Furthermore, the original natural language text converts a Word into a vector representation with a fixed length by using Word coding, so that mathematical processing is facilitated, but the existing pre-training language model, such as ELMO, GPT, BERT, is trained based on a deep neural network model, and the neural network is easy to be attacked by linear disturbance due to the characteristic of linearity, so that disturbance countermeasure is added in a Word vector coding layer, and the robustness of the model in coping with malicious disturbance countermeasure samples is improved.

It should be noted that, in this embodiment, since the word vector embedding layer is used to combat disturbance, selection of the pre-training language model is not required, and here, a pre-training language model such as ELMO, GPT, BERT may be used.
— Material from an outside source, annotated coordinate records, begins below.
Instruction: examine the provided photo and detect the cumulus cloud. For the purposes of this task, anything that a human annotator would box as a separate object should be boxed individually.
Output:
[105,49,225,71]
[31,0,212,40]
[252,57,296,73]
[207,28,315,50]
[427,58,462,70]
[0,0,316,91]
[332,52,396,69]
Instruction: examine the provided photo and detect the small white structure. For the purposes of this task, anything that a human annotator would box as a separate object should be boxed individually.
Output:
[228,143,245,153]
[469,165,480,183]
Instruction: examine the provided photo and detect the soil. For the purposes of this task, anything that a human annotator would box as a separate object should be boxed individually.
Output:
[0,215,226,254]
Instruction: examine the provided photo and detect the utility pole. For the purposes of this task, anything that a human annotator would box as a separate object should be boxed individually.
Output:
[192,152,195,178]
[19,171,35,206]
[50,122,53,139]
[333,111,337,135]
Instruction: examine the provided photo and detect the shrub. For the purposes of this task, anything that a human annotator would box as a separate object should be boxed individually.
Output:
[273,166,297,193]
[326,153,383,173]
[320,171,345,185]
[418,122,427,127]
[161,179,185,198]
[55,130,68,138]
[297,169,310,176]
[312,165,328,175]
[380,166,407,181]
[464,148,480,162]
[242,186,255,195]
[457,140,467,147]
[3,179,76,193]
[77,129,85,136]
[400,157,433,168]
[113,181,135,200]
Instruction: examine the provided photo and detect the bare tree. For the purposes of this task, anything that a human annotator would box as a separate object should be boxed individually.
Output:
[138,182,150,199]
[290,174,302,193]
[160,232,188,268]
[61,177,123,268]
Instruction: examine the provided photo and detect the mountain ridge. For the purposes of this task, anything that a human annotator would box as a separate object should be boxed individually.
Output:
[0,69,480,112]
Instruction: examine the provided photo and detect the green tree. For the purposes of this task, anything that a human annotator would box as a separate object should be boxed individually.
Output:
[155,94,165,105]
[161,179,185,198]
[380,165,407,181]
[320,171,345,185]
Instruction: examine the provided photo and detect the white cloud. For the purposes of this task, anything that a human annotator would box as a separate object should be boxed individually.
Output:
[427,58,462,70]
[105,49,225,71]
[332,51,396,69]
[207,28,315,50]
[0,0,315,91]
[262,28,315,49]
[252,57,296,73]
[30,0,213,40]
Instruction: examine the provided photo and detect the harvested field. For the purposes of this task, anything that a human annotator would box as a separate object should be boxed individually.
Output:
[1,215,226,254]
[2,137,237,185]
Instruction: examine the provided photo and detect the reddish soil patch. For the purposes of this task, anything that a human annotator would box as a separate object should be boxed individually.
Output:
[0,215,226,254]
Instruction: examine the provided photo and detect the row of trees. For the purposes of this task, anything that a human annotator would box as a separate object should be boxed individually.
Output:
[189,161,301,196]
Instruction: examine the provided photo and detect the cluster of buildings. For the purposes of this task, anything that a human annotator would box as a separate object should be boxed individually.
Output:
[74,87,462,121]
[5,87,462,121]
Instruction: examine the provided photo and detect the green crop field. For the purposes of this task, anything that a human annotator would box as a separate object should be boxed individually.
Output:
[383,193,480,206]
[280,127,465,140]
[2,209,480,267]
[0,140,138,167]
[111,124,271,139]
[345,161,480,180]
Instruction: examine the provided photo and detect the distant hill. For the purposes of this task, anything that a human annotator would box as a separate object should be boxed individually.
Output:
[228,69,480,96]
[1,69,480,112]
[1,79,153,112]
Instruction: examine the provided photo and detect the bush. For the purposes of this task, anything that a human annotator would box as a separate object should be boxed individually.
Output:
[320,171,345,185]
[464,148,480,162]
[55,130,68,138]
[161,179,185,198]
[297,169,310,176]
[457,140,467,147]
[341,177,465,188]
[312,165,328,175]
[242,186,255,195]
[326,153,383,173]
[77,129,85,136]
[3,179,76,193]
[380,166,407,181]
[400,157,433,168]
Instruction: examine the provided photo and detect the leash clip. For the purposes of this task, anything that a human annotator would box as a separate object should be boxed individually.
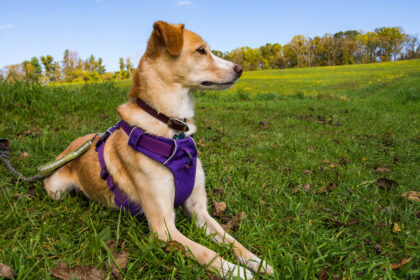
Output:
[168,118,189,132]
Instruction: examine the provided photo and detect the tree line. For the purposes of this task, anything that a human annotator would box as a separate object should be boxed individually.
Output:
[0,27,420,84]
[0,49,135,84]
[213,27,420,70]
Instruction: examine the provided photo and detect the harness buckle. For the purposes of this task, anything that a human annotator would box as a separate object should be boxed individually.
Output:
[95,130,111,148]
[168,118,189,132]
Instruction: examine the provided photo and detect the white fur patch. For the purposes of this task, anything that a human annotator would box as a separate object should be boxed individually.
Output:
[221,261,254,279]
[239,255,274,274]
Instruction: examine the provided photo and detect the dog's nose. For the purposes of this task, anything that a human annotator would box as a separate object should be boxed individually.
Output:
[233,64,244,75]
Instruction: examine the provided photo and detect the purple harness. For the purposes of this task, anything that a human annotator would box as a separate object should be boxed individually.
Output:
[96,120,197,217]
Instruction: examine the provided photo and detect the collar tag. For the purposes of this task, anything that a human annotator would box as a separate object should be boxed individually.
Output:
[174,132,185,140]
In an embodiment, in the step S10, the step of inputting the medical text into a pre-trained language model to obtain a word vector sample and an countermeasure sample includes:

Note that the PGD (Projected Gradient Descent) attack is a white-box attack against the neural network model, whose principle is based on the gradient calculation against the sample. An attacker first selects an initial sample and calculates the corresponding gradient of the loss function. The attacker then adds some disturbance in the direction of the gradient to generate a new sample. The attacker continues to iterate this process until the generated samples are classified as the class of errors the attacker wants or a preset maximum number of iterations is reached. To prevent the perturbation from being too large, an attacker projects the perturbation back into a range (e.g., lp norm less than epsilon) at each iteration to ensure that the distance between the generated sample and the original sample is not too great.

In an embodiment, the present embodiment adds the challenge disturbance through the word vector Embedding layer, and defines the challenge training as a problem of saddle-finding from the viewpoint of optimization, namely the following Min-Max formula:

where D represents the distribution of input samples, x represents the input word vector samples, y represents the label, θ is the language model parameter, L (x+y; θ) is the loss of a single sample, Δx is the perturbation, and Ω is the perturbation space.
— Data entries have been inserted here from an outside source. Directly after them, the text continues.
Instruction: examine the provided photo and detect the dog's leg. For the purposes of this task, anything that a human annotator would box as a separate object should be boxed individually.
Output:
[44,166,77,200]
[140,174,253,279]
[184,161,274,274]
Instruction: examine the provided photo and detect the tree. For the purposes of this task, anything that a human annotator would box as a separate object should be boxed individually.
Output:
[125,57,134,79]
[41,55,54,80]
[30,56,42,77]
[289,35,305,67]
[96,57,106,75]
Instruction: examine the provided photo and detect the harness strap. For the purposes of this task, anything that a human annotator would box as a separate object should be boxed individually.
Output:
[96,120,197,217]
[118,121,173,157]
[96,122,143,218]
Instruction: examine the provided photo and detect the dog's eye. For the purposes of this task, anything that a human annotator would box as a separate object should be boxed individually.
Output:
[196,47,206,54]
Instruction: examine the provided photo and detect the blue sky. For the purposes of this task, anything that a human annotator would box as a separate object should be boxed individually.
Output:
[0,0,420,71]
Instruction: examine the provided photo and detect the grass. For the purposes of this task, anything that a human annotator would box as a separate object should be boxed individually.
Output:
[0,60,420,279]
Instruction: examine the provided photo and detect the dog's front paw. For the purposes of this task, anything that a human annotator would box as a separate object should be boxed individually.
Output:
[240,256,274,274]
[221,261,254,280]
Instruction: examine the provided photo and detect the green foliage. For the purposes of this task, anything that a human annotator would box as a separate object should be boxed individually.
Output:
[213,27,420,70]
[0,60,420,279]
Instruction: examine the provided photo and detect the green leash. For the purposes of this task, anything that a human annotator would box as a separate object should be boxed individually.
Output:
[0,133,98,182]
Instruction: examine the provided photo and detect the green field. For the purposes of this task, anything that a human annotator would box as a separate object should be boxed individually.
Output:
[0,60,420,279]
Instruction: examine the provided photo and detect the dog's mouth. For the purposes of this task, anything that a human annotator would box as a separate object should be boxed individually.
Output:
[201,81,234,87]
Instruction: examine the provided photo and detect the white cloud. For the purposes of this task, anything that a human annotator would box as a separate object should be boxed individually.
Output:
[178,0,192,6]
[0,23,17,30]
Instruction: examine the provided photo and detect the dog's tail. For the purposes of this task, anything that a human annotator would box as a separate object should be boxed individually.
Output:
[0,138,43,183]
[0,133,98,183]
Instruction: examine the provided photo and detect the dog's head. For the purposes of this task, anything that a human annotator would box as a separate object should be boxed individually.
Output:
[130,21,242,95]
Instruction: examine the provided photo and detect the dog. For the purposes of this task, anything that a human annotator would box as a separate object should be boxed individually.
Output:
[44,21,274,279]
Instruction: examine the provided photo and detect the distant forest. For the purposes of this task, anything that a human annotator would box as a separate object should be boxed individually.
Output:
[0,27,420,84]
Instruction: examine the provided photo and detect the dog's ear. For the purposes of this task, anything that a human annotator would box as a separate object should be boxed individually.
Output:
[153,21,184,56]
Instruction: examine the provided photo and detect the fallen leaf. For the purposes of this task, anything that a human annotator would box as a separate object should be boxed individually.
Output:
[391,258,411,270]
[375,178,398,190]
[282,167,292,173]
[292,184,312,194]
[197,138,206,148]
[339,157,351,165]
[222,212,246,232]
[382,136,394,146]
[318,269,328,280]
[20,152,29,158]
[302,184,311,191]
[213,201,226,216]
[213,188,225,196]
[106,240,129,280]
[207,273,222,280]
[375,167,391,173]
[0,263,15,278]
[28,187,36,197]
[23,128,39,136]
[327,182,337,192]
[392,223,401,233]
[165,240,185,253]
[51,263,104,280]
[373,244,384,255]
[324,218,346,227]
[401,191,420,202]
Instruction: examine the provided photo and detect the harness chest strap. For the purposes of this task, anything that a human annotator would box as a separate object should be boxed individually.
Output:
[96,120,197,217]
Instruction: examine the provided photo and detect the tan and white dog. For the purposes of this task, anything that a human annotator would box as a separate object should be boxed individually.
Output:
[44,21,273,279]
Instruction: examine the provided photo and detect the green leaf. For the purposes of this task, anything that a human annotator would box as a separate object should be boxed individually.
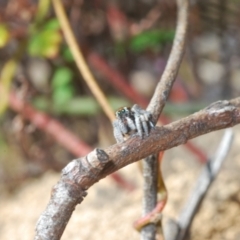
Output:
[28,19,62,58]
[52,67,73,89]
[63,47,74,62]
[0,24,9,48]
[44,18,60,31]
[130,30,174,52]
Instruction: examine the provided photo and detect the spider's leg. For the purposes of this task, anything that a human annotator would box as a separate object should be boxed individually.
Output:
[113,120,125,143]
[131,104,144,114]
[139,115,149,136]
[135,114,143,138]
[126,117,136,130]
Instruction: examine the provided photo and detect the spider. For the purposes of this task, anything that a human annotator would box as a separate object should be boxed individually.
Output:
[113,104,154,143]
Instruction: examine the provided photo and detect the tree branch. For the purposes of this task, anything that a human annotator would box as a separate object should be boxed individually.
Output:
[141,0,189,237]
[35,98,240,240]
[147,0,189,123]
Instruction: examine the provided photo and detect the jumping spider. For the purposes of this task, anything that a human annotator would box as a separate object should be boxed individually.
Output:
[113,104,154,143]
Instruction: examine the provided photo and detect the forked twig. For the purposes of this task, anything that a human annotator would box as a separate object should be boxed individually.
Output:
[52,0,115,121]
[141,0,189,237]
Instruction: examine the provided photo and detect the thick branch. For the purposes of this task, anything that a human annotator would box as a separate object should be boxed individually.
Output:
[35,98,240,240]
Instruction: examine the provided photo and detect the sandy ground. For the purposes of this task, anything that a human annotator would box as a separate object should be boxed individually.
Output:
[0,127,240,240]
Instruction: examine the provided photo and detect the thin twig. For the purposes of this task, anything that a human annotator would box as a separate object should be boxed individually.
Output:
[141,0,188,240]
[52,0,115,121]
[166,129,233,240]
[35,98,240,240]
[147,0,189,123]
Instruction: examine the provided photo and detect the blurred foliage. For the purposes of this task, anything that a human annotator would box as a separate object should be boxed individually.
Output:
[0,24,10,48]
[28,19,62,58]
[51,67,74,106]
[130,30,175,52]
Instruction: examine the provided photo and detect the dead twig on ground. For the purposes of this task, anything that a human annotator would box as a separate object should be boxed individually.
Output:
[164,129,233,240]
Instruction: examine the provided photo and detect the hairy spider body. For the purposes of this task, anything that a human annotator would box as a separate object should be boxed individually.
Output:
[113,104,154,143]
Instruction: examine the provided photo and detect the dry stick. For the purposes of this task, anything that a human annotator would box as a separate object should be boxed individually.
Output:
[52,0,115,121]
[164,129,233,240]
[35,98,240,240]
[141,0,189,240]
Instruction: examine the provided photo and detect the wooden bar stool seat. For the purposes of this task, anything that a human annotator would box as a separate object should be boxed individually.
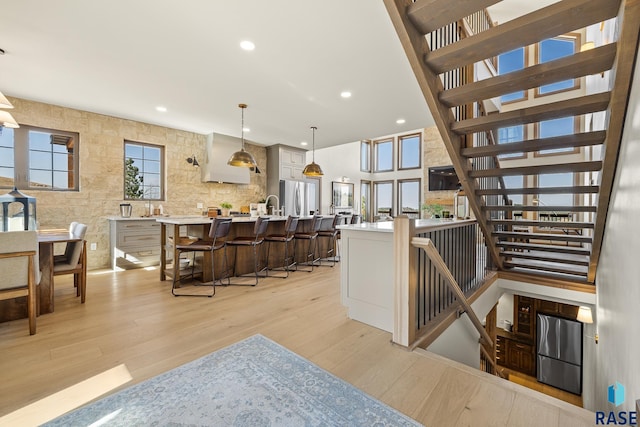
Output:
[264,215,298,279]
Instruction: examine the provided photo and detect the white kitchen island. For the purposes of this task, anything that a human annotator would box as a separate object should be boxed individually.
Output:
[338,221,394,332]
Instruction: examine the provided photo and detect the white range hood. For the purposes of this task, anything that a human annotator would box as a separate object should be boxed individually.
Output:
[201,133,250,184]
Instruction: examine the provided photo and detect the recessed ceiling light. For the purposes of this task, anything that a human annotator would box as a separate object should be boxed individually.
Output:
[240,40,256,50]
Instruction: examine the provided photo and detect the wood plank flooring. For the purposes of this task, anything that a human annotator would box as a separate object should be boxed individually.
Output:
[0,264,595,426]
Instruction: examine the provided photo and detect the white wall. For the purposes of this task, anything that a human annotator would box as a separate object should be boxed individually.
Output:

Specifically, the internal max refers to adding the disturbance Δx to x, and the purpose of Δx is to make L (x+y; θ) larger and better, that is to say to make the existing model prediction error as much as possible; however, Δx is also constrained to be in the Ω range. The conventional constraint is that deltax is less than epsilon, where ε is a constant. The external min means that the most robust parameter θ is found that the predicted distribution matches the distribution of the original dataset. Therefore, the sample loss L contains the robustness parameter θ of the language model, and the purpose of Δx is to make L (x+Δx, y; θ) larger and better, so as to make the prediction of the existing model error as much as possible, thereby finding an optimal robustness parameter: θ and Δx.

Further, the neural network model in the step S30 may be a model constructed by using a machine learning or deep learning algorithm, such as a conditional random field (Conditional Random Fields, CRF), a recurrent neural network (Recurrent Neural Networks, RNN), or a convolutional neural network (Convolutional Neural Networks, CNN), etc., to identify named entities in the text.

In this embodiment, after the disturbance is added, the propagation of redundant information between the word vector and the underlying network is constrained based on the theory of the information bottleneck, so as to guide the transmission of useful information between layers of the neural network. Specifically, based on the information bottleneck theory, the Hilbert independence criterion HSIC is adopted to replace mutual information as a loss function for assisting model learning so as to capture dependence among layers of the neural network and compress noise information in the neural network, and the pureness of information aggregation is effectively restrained. Given a sample z= { (X) ₁ ,Y ₁ ),…,(X _N ,Y _Y )}，Wherein X and Y represent information of two hidden layers, and the hidden layer information X= [ X ] ₁ ,...,X _N ]And Y= [ Y ] ₁ ,...,Y _N ]The HSIC empirical values in between can be expressed as:

wherein: HSIC (X, Y) represents the empirical value of HSIC between different hidden layer information X and Y, N represents the size of the batch, tr () is used to calculate the trace (trace) of the input tensor, i.e., calculate the sum of the elements on the principal diagonal of the square matrix, K _X And K _Y The representation of the core matrix is that,is an identity matrix, 1 is a column vector with all elements 1, and T represents a transposed symbol.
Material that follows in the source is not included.